American Family Insurance agent Jeff O’Donnell of Hastings, Neb.stays close to him roots, hunting with a flintlock and wearing period clothing. (AP Photo/The Hastings Tribune, Amy Roh)
Nebraska hunter goes back in time; hunts with flintlock
March 17, 2013 at 04:59 PM
The Associated Press
The American Family Insurance agent, 60, has written nine books on the subject.
As a boy, O'Donnell loved to play cowboys and Indians with his friends and watch western TV shows.
"All my buddies ... we were all the same," he said.
About a year ago he became interested in switching from a high-powered rifle for hunting to "the old ways," with a custom-made flintlock rifle.
He said the gun was most common from the 1750s to the 1780s.
"For me and my life, that's more exciting to me than going out in the modern way and doing things," he said. Hunting with a flintlock rifle requires the shooter to be extremely close to prey. O'Donnell said a high-powered rifle is accurate from 250-300 yards, but a flintlock rifle has a range of about 100 yards.
"You're limited by range and to one shot," he said. "You don't have time for another shot."
This anachronistic approach to hunting includes clothing. O'Donnell wears a deer skin shirt and pants, beaver skin gloves and fur-lined, knee-high moccasins.
"I don't know how they did it, to be honest with you," he said. "I don't know how they were out in the cold and the snow and everything else. They were tougher than I am."
He wears a hat made from a red fox fur to keep his head warm.
"Actually, that works pretty good," he said. "That's not bad."
Since making the leap to centuries-old technology and clothing styles, O'Donnell began practicing his shooting skills to attend a rendezvous. A rendezvous was a gathering in the early 19th century when trappers would meet en masse and exchange pelts with traders for needed goods such as gunpowder, lead, sugar and coffee.

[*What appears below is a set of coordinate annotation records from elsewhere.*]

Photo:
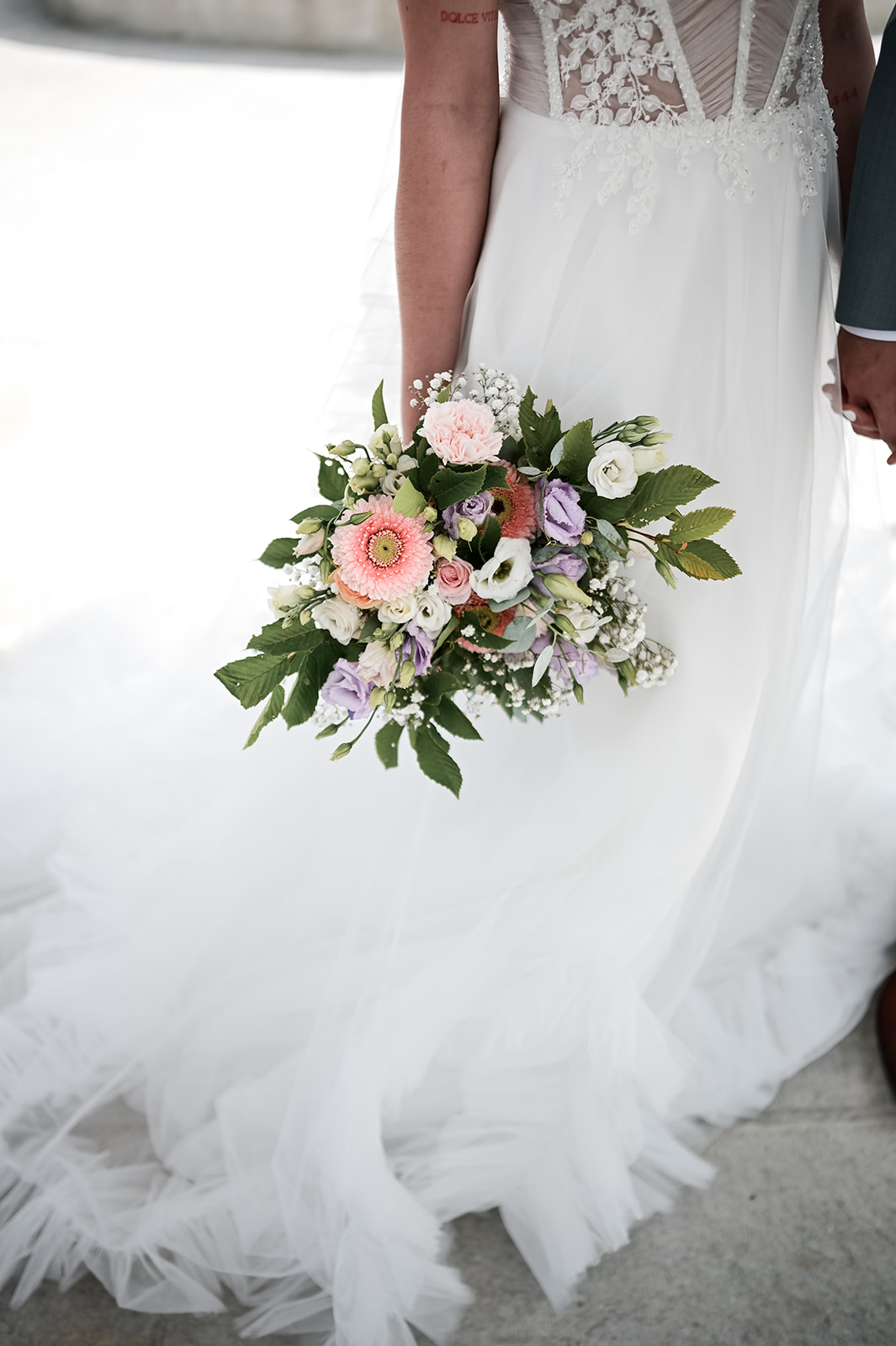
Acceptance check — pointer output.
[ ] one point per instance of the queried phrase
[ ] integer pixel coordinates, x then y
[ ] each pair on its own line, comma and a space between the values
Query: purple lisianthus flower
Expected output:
347, 690
419, 648
568, 661
561, 563
475, 508
559, 511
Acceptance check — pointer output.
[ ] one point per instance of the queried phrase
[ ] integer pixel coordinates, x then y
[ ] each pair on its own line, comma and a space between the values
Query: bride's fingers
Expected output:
862, 421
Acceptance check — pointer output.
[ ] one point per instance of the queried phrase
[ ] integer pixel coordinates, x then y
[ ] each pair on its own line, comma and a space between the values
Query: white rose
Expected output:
612, 471
284, 599
586, 621
506, 574
385, 441
399, 610
377, 664
647, 459
390, 485
342, 619
432, 612
310, 543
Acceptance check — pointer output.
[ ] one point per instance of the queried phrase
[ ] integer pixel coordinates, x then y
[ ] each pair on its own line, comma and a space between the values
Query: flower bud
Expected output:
444, 545
564, 589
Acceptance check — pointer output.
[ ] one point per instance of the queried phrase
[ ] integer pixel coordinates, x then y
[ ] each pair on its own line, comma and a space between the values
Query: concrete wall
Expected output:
316, 24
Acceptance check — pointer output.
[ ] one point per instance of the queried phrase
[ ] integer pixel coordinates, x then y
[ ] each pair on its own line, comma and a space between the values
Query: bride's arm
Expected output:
849, 66
448, 135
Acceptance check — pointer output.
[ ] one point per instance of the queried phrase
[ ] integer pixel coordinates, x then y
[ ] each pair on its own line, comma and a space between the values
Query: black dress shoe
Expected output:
886, 1020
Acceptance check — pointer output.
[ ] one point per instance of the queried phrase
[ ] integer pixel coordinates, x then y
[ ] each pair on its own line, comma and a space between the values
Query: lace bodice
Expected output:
627, 76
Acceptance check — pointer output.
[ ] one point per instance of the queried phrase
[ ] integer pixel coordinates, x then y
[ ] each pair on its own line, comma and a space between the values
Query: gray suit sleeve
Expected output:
868, 279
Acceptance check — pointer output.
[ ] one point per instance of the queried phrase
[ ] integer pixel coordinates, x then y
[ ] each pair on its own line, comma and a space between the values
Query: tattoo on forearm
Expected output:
835, 98
471, 17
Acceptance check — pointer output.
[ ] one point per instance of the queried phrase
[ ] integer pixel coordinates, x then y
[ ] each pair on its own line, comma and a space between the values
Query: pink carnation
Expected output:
462, 432
384, 558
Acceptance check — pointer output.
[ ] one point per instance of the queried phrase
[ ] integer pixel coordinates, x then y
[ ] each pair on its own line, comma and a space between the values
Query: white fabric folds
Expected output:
276, 1022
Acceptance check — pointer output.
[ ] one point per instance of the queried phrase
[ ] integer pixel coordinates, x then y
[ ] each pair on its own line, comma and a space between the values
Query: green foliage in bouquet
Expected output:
487, 560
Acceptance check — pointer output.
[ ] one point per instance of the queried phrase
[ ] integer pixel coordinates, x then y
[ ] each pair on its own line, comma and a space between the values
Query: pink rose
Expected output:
453, 580
462, 432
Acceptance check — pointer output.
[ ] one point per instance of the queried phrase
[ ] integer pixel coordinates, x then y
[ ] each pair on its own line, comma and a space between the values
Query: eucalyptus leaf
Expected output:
541, 664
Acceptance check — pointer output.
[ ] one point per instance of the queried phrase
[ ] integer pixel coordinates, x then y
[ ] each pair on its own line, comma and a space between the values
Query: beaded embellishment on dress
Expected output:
617, 74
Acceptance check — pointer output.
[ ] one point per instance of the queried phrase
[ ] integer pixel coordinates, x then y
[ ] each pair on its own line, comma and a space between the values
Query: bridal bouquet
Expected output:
487, 562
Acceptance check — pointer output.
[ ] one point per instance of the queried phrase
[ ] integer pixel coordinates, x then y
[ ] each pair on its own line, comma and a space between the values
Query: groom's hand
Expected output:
868, 380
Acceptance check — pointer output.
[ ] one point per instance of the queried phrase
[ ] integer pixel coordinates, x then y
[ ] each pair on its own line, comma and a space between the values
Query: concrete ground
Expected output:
181, 232
792, 1245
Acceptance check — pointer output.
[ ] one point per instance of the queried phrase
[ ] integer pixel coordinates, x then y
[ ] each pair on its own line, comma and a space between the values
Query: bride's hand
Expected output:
448, 135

Today there are living-history rendezvous events. All goods and activities there must be authentic to the frontier period. Skills competitions, such as pistol and rifle shooting and tomahawk throwing, also occur there.
O'Donnell sees the hobby as a way to escape modern conveniences.
"It's the challenge of trying to do the things they did with the same equipment," he said.
He went to his first rendezvous, the Frozen Butt Rendezvous in Marysville, Kan., about a month ago. He participated in several of the skills competitions. There were more than 80 shooters and about120 people altogether there, O'Donnell said.
"I prepared all last year, because there's a lot to learn about this stuff," he said. "The learning curve is unbelievable."
O'Donnell was on the Hastings Board of Education for about 15 years. He made a lot of presentations at schools about the Old West then.
"The kids don't have a clue, to be honest with you, what it was," he said.